'Foreign intelligence services' disrupt Taliban talks: Afghan FM

"If the foreign intelligence cut ties with the Taliban during the process, negotiations can start," Afghan foreign minister says.

By Betul Yuruk

ANKARA - Afghan Foreign Minister Ahmed Osmani said 'foreign intelligence services' disrupt peace negotiations between the Afghan government and the Taliban.

"If the foreign intelligence (services) cut ties with the Taliban during the process, negotiations can start," Osmani told an AA correspondent in an exclusive interview. If these foreign elements do not support the Taliban, they cannot survive."

The Afghan government has repeatedly claimed that the Taliban are supported by Pakistan's powerful Inter-Services Intelligence (ISI).

"Pakistan must bring the Taliban to the negotiating table," he said.

The minister also expressed willingness to launch talks with the Taliban.

"We (the Afghan government) first want to begin peace negotiations with the Taliban, then we will sign the security pact with the U.S.," he added.
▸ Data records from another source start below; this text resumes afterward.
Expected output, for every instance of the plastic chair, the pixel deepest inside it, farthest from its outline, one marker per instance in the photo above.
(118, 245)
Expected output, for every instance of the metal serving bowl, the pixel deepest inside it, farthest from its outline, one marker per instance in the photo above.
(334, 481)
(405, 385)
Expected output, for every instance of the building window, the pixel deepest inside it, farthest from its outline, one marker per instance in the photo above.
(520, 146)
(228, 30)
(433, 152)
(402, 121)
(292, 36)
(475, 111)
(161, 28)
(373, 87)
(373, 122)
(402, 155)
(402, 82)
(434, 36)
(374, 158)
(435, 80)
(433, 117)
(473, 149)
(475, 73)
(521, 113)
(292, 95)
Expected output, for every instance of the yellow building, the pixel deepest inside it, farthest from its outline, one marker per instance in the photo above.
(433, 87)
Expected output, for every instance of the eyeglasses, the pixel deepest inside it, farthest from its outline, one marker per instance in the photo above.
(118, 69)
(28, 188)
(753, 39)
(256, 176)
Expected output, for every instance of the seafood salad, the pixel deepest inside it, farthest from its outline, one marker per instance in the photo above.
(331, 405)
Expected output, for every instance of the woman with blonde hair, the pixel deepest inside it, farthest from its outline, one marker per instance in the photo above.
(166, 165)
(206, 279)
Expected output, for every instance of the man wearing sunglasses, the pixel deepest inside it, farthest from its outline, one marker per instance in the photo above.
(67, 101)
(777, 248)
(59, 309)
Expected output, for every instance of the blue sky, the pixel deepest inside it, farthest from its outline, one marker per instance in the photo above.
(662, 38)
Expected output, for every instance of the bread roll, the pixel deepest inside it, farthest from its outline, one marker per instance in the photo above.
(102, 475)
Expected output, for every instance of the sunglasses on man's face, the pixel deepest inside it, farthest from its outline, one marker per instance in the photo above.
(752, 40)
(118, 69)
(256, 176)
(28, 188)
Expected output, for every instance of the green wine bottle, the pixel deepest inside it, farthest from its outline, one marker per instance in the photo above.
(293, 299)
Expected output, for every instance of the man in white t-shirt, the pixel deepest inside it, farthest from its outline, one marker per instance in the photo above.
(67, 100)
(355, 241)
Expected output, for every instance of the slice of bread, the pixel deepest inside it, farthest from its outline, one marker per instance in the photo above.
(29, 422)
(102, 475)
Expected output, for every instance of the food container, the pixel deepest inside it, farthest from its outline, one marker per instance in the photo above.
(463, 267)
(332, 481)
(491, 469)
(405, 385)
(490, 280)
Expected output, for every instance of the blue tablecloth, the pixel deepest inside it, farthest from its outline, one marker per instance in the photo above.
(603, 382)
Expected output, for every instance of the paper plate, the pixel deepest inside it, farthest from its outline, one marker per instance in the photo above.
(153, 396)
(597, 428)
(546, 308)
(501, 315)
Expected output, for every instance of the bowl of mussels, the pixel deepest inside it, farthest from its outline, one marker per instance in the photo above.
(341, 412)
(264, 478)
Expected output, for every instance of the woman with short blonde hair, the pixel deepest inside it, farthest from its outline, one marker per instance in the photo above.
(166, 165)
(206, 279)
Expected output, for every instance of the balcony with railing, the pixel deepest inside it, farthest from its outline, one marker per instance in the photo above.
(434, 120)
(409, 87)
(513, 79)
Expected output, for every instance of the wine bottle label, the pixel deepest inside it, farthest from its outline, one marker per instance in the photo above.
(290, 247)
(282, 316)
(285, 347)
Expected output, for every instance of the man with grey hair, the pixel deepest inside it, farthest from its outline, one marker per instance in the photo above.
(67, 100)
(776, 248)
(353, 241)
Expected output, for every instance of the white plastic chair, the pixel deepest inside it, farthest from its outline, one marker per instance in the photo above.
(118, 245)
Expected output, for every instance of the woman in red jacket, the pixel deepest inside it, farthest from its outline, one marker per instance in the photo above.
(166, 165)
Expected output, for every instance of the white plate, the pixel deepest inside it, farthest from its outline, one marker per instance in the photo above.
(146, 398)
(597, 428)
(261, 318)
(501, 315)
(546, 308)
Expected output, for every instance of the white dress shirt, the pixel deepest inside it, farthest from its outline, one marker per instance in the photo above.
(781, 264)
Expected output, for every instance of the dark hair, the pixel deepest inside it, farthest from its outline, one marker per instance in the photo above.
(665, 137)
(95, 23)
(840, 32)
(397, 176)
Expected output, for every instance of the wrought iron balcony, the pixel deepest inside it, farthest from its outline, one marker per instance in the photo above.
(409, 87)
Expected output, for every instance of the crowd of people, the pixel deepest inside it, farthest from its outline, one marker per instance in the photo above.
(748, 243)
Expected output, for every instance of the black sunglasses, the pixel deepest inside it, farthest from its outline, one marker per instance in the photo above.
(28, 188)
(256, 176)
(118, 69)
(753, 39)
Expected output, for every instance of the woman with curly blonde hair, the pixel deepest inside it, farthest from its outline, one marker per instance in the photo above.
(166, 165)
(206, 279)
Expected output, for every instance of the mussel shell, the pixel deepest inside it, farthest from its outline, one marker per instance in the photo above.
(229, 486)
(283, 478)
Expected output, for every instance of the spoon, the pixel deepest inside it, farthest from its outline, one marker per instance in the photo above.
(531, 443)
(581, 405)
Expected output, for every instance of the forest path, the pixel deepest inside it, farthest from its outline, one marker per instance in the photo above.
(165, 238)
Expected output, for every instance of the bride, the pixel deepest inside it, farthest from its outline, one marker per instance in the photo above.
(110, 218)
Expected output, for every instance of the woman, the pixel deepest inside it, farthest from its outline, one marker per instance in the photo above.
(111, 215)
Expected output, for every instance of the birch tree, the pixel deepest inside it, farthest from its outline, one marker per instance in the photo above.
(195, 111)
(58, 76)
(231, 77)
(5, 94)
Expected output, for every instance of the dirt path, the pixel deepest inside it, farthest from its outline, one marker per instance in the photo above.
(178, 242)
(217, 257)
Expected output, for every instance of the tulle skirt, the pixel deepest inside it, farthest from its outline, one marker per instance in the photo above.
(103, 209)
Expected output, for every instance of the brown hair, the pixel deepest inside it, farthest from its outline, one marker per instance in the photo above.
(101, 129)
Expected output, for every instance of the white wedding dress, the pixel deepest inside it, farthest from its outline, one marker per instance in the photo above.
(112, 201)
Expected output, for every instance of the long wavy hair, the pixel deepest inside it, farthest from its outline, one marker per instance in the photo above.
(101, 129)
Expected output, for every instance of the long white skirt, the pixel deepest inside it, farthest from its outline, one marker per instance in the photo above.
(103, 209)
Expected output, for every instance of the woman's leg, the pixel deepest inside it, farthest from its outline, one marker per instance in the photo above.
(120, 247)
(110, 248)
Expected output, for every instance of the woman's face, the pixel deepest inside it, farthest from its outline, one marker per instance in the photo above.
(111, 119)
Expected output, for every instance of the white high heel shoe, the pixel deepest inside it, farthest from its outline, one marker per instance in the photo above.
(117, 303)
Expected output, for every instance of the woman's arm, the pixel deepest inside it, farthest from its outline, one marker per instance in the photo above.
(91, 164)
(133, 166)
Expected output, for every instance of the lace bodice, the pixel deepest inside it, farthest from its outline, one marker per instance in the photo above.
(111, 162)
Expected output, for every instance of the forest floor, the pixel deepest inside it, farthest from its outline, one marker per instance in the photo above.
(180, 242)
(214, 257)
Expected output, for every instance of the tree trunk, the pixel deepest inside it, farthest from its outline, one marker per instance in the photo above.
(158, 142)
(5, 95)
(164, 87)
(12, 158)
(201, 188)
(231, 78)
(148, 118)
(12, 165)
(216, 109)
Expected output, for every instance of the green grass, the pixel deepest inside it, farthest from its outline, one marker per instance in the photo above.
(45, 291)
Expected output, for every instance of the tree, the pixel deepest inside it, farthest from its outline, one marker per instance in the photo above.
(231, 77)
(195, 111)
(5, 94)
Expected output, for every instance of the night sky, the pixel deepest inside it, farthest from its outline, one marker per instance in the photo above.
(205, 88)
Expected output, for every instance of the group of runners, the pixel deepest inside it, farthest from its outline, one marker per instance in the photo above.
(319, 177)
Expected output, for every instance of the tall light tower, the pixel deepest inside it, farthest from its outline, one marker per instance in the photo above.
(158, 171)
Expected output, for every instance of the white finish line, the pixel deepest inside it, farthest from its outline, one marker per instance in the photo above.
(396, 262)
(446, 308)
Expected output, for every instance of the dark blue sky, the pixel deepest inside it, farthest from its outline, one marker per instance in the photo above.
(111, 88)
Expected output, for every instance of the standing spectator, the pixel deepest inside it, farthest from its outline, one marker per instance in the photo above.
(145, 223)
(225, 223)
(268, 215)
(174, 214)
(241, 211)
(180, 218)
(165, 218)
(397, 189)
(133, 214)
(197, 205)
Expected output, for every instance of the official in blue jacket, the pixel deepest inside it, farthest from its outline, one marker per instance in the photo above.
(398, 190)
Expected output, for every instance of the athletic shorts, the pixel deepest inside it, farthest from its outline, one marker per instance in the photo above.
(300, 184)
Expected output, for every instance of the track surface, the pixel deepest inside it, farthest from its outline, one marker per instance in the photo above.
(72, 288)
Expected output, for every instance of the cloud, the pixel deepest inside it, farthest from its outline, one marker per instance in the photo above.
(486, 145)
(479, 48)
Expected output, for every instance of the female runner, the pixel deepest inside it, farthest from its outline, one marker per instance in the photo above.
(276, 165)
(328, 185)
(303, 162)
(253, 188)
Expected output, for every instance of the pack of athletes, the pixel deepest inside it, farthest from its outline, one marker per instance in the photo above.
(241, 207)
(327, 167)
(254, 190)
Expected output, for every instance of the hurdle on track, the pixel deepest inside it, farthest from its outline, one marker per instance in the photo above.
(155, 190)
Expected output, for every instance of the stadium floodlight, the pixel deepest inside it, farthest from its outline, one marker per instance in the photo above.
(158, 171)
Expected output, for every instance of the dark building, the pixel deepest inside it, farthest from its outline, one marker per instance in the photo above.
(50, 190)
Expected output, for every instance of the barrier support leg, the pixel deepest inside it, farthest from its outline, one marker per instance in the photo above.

The U.S. and Afghanistan have spent months negotiating a 'Bilateral Security Agreement' that will allow NATO troops to stay on after 2014.

The planned withdrawal of NATO led-forces has prompted concerns about a possible rise in the number of Taliban attacks.

Osmani said 98 percent of the Afghan people want the security agreement to be signed, however, negotiating a peace agreement with the Taliban would be a more concrete step before signing the security pact.